Check_MK Business Intelligence - Aggregation RulesRequired version: 1.1.11i1
April 21. 2011
How to configure BI aggregationsThe configuration of Check_MK BI aggregations is rule based. That means that you do not have to specify every single service for every aggregation explicitely (as with NagiosBP, for example). Rather you define rules which are then used to create a large number of aggregations automatically - based on the actually existing services and hosts. As an example, let's take the aggregation of the operating system state and hardware ressources of a Linux server. You once define a set of rules of how the states of hardware sensors, filesystems, performance values and other aspects should be aggregated together. Then you use this rule set for several or all Linux hosts which are currently avaiable. This approach has two advantages:
As always, there is also a disadvantage: writing (intelligent) rules is a bit more challenging then configuring everying explicitely. As always with Check_MK: "Learn more, work less!" Where to put the configurationSince Check_MK BI is integrated into Multisite, the rule configuration is done in multisite.mk. In order to make things a bit more flexible, however, Multisite has now the possibility to split up the configuration into several files. This works much the same like main.mk and conf.d/. The directory for Multisite is multisite.d and all files ending in .mk will be read in in lexographical order - after multisite.mk. Please keep in mind that files for Multisite and Check_MK are not compatible and must not be mixed up! Please also note that - just as with conf.d - also for multisite.d holds the rule, that lists must be appended to with += if you do not want to loose values from previously read files. So in the following documentation - if I speak of multisite.mk - I silently assume that the definitions can also be put in files below multisite.d. First simple exampleAs a first example we make an explicit rule building a simple aggregation on the host zbghora35 of the two services CPU load and CPU utilization. Wait - haven't I said that explicit configuration is bad? Well, yes. But as a starting point for understanding rules it will do best. Configuration is done in two variables: aggregation_rules and aggregations. First comes our rule: multsite.mk
aggregation_rules["cpu_usage"] = (
"CPU Usage", # description, title
[], # list of parameters (empty here)
"worst", # aggregation function
[ # list of elements, nodes
( "zbghora35", "CPU load" ),
( "zbghora35", "CPU utilization" ),
]
)
As you can see from this example, the rule cpu_usage is a tuple with the following four parts:
Each element can either be a reference to another rule or a pair of host and service. Replace the service with the keyword HOST_STATE (without quotes) in order to refer to the Nagios host state of that host. Defining a rule will not automatically create an aggregation object. For that purpose we must use (instantiate) the rule. Programmers might be inclined to speak of calling the rule - much like a function. This is done via the variable aggregations: aggregations = [ ( "Hosts", "cpu_usage", [] ) # call rule 'cpu_usage' with no parameters ] Each entry in aggregations is a triple of:
Now let's test this. The good news here is: No restart of Nagios or Apache is needed! All changes to the configuration take immediate effect. If you select the view All Aggregations from your Views snapin, you should see something like the following (provided you have a host named zbghora35).

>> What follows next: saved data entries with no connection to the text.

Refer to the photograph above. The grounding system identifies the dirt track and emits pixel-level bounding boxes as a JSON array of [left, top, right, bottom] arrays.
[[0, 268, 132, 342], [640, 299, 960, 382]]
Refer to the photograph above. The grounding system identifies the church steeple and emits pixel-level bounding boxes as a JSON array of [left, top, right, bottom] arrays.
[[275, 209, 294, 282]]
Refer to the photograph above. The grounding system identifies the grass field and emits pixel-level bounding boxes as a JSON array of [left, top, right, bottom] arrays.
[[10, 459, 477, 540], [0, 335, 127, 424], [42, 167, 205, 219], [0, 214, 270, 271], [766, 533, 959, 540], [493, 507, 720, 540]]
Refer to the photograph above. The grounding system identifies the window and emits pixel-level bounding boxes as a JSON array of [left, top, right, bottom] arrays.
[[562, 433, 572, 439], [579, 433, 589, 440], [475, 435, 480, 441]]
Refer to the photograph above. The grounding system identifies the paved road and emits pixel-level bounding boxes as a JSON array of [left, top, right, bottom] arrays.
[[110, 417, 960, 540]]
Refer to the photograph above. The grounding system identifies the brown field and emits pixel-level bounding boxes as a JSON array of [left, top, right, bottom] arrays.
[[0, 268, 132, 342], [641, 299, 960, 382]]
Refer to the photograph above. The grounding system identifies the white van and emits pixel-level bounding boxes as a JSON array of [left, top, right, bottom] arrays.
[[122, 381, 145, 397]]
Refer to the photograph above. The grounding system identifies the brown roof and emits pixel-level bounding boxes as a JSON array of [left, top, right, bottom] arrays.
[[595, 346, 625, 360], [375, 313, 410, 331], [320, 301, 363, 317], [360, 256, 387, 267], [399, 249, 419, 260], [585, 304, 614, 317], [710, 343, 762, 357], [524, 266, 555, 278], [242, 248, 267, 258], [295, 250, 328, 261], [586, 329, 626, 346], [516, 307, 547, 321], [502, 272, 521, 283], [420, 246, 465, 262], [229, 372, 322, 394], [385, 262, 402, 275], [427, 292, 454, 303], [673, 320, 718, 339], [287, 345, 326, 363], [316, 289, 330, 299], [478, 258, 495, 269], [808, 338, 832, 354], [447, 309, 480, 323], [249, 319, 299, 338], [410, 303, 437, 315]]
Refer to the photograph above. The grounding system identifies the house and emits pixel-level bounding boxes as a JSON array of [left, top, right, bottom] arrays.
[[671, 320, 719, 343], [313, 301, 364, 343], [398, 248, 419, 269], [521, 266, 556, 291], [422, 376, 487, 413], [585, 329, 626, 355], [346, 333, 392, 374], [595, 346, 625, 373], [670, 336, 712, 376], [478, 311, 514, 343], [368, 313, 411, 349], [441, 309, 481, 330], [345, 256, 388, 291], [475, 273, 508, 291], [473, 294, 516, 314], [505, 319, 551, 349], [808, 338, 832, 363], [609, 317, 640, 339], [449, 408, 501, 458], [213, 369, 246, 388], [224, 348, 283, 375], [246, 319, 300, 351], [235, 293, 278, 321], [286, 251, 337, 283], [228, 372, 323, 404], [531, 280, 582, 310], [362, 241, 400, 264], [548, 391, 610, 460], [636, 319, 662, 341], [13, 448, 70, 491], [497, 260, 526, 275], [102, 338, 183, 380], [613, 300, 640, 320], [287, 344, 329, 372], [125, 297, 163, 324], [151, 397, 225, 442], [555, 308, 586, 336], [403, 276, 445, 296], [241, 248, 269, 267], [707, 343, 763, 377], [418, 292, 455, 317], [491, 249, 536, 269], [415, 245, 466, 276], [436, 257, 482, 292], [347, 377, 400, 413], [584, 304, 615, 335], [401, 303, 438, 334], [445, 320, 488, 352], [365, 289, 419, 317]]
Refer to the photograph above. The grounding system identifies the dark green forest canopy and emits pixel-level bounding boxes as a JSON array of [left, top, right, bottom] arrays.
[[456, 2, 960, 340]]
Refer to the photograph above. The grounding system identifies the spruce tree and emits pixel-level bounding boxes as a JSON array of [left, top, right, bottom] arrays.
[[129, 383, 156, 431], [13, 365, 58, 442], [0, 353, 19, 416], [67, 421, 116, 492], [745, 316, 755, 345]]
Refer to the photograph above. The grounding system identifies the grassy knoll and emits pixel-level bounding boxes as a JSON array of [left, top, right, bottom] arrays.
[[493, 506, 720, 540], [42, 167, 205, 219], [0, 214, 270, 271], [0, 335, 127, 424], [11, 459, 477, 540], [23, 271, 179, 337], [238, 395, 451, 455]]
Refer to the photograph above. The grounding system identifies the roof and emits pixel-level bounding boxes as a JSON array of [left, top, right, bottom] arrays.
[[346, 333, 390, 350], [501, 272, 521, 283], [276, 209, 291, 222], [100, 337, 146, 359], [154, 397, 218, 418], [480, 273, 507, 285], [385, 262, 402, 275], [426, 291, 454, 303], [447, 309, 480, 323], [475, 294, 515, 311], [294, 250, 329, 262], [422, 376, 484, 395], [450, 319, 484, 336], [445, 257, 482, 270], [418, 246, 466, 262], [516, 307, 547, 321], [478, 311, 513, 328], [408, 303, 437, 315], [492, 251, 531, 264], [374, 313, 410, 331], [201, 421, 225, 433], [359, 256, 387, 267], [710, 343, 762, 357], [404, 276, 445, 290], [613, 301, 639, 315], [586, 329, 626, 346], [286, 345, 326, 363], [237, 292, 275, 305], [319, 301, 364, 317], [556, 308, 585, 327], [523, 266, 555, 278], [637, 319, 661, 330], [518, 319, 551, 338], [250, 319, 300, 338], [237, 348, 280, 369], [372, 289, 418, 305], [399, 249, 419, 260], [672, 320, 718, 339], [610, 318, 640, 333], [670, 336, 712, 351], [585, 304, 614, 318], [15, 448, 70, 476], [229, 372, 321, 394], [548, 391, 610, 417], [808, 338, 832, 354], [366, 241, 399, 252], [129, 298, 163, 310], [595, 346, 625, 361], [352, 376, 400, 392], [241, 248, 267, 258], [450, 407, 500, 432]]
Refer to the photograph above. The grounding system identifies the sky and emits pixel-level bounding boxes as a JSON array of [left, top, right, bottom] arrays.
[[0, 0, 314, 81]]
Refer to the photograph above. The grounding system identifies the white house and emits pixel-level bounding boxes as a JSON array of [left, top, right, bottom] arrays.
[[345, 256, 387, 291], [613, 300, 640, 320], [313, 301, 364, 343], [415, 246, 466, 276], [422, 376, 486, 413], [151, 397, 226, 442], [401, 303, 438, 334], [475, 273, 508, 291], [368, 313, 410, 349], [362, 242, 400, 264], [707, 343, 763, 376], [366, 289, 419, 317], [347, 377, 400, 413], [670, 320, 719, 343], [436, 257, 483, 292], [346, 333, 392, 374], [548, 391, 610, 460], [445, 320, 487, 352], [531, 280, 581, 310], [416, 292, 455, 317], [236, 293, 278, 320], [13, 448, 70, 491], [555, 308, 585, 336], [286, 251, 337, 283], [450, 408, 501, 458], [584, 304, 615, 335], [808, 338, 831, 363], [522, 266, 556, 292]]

If you get just one line with CPU Usage, then klick on it and the two nodes below it will be displayed. Rules using other rulesOur next step is to make a slightly more complex tree. This is done by rules using other rules. Lets first create a rule of three services dealing with the network interface eth0 of that host:
aggregation_rules["nic_eth0"] = (
"NIC eth0", [], "worst", [
( "zbghora35", "NIC eth0 link" ),
( "zbghora35", "NIC eth0 counters" ),
( "zbghora35", "NIC eth0 parameter" ),
]
)
Nothing new so far. Now we combine the information of the CPU, the NIC eth0, the state of the Check_MK service and the host status (PING) into one new rule called host_ressources:
aggregation_rules["host_ressources"] = (
"Host ressources", [], "worst", [
( "cpu_usage", [] ), # call rule cpu_usage
( "nic_eth0", [] ), # call rule nic_eth0
( "zbghora35", "Check_MK$" ), # state of service Check_MK
( "zbghora35", HOST_STATE ), # host state of zbghora35
]
)
Please note, that we appended a $ to Check_MK. This does an exact match on the service name. Otherwise the rule would match all services beginning with Check_MK (e.g. also Check_MK Inventory). Having that in mind we could simplify our rule nic_eth0:
aggregation_rules["nic_eth0"] = (
"NIC eth0", [], "worst", [
( "zbghora35", "NIC eth0" ), # Match all services beginning with NIC eth0
]
)
Using parametersAs you surely have noticed, in our upper examples we simply hard coded the host name zbghora35 into our rules. This is not very practicable. We would need a separate set of rules for each host. Not a nice idea, indeed. Better we use a parameter for the host name. Lets go back to our very first example and lets call this parameter HOST. Here is a new and better version of our first rule:
aggregation_rules["cpu_usage"] = (
"CPU Usage", [ "HOST" ], "worst", [
( "$HOST$", "CPU load" ),
( "$HOST$", "CPU utilization" ),
]
)
When using that rule, we need to specify an argument: aggregations = [ ( "Hosts", "cpu_usage", ["zbghora35"] ), ] Now its easy to use that rule for a couple of different hosts: aggregations = [ ( "Hosts", "cpu_usage", ["zbghora35"] ), ( "Hosts", "cpu_usage", ["zbghora36"] ), ( "Hosts", "cpu_usage", ["zbghora37"] ), ] What happens if one of those host does not exist in the Nagios data? Nothing. The rule simply does not apply then and no aggregation is being created for that host. This is especially useful in multi site setups when some sites are not reachable or deselected and thus some hosts not visible in the GUI. BI will not complain. It will simple ignore those hosts. The some holds if services specified in a rule are missing. Those services are simply dropped from the rule for the affected hosts. This makes it easier to write generic rules for all hosts. Here is our complete example converted to the HOST parameter: multisite.mk
aggregation_rules["cpu_usage"] = (
"CPU Usage", [ "HOST" ], "worst", [
( "$HOST$", "CPU load" ),
( "$HOST$", "CPU utilization" ),
]
)
aggregation_rules["nic_eth0"] = (
"NIC eth0", [ "HOST" ], "worst", [
( "$HOST$", "NIC eth0" ),
]
)
aggregation_rules["host_ressources"] = (
"Host ressources", [ "HOST" ], "worst", [
( "cpu_usage", ["$HOST$" ] ),
( "nic_eth0", [ "$HOST$" ] ),
( "$HOST$", "Check_MK$" ),
( "$HOST$", HOST_STATE ),
]
)
aggregations = [
( "Hosts", "host_ressources", [ "zbghora35" ] ),
( "Hosts", "host_ressources", [ "zbghora36" ] ),
( "Hosts", "host_ressources", [ "zbghora37" ] ),
]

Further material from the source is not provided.